Genossenschaft

  • 1997: Der alte Vierseitenhof in Kanin wird von der ersten Familie unserer Gemeinschaft gekauft und bezogen.
  • 1998 – 1999: Zwei Ställe werden zu Wohnungen umgebaut und im Haupthaus eine Wohnung renoviert und eine weitere ausgebaut. Diese Wohnungen werden zunächst vermietet.
  • 2009: Die Lauter Leben eG wird gegründet, der Hof wird an die Genossenschaft verkauft.
  • 2011 – 2013: Die bisher ungenutzte Scheune wird ausgebaut zu vier Wohneinheiten
  • August 2013: Die neuen Wohnungen in der Scheune werden bezogen und die Genossenschaft ist um drei Familien gewachsen

warum_genossenschaft_klein

Nachdem der Hof viele Jahre in Privatbesitz war und die ausgebauten Wohnungen in wechselnder Konstellation vermietet worden waren, erwuchs der Wunsch nach einer besseren Verteilung der Verantwortung und der damit entstehenden Rechte und Pflichten unter den MitbewohnerInnen. Als Organisationsform fiel die Entscheidung bald auf die Genossenschaft. Aus unserer Sicht steht das Genossenschaftsmodell für maximale Mitbestimmung und Gleichberechtigung der Mitglieder. Die regelmäßig wiederkehrenden wirtschaftlichen Prüfungen durch den Prüfungsverband geben uns Sicherheit und Stabilität.

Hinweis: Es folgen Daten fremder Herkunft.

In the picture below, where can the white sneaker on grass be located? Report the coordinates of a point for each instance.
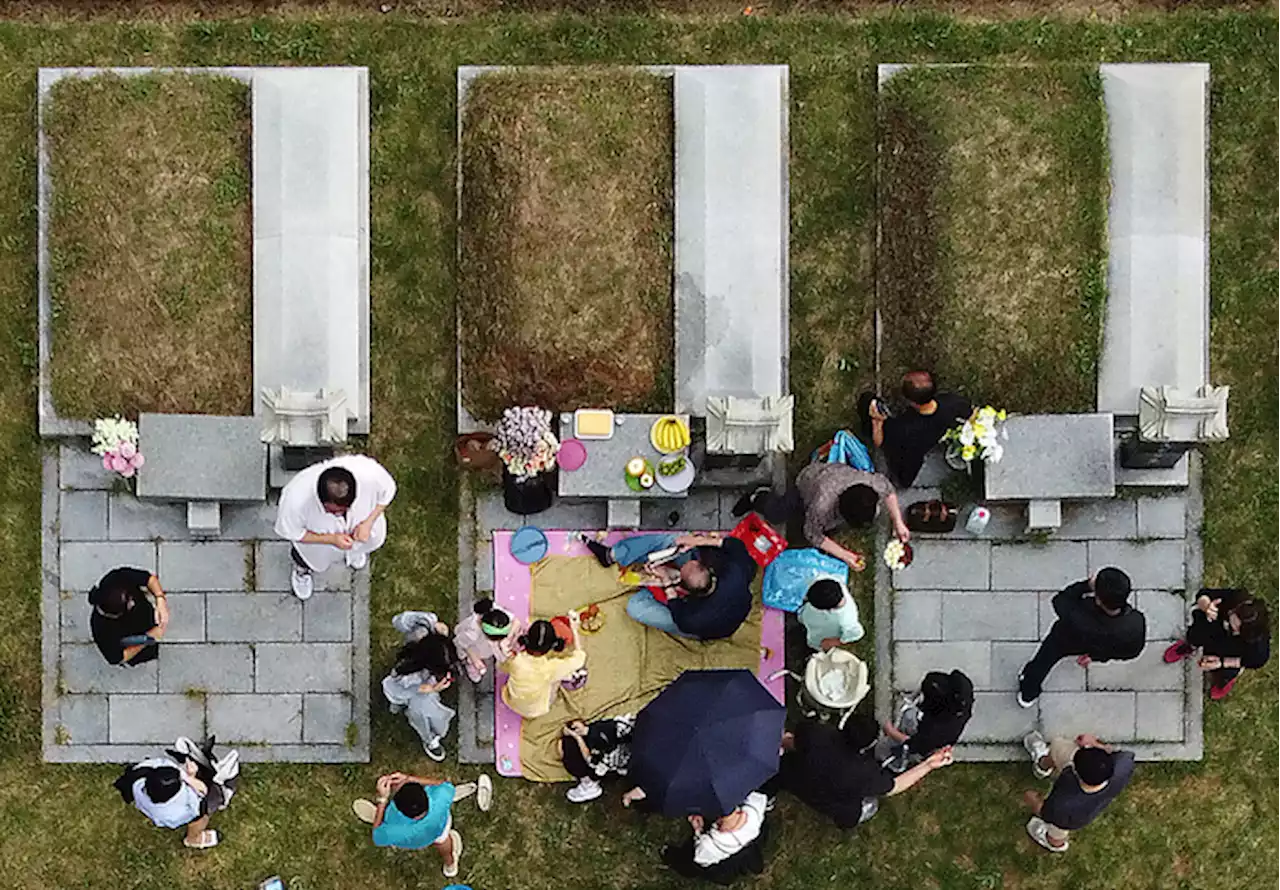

Die Grundzüge unserer Genossenschaft sind die Folgenden:

  • Die BewohnerInnen des Hofes sind Mitglieder der Genossenschaft und müssen bei Eintritt Genossenschaftsanteile in Abhängigkeit der Wohnfläche zeichnen.
  • Für die Wohnungen und die Gemeinschaftsflächen zahlen die Mitglieder Miete an die Genossenschaft. Von diesen Zahlungen werden hauptsächlich die langjährigen Kredite getilgt, mit denen die Genossenschaft den Kauf des Hofs finanziert hat.
  • Bei der Besetzung des Vorstandspostens haben wir uns für ein rotierendes System entschieden, d.h. alle zwei Jahre wird gewechselt. Ebenso verhält es sich mit dem Posten des Buchhalters. Vorteil: Jeder erhält einen Einblick in die Organisationsstruktur der Genossenschaft.
  • Entscheidungsgremium der Genossenschaft ist die Mitgliederversammlung, welche ca. drei bis viermal im Jahr tagt. Darüber hinaus treffen wir uns wöchentlich, um die alltäglichen Dinge der Genossenschaft und des Zusammenlebens zu organisieren.
  • Bei der Beschlussfassung bemühen wir uns um eine Entscheidungsfindung im Konsens.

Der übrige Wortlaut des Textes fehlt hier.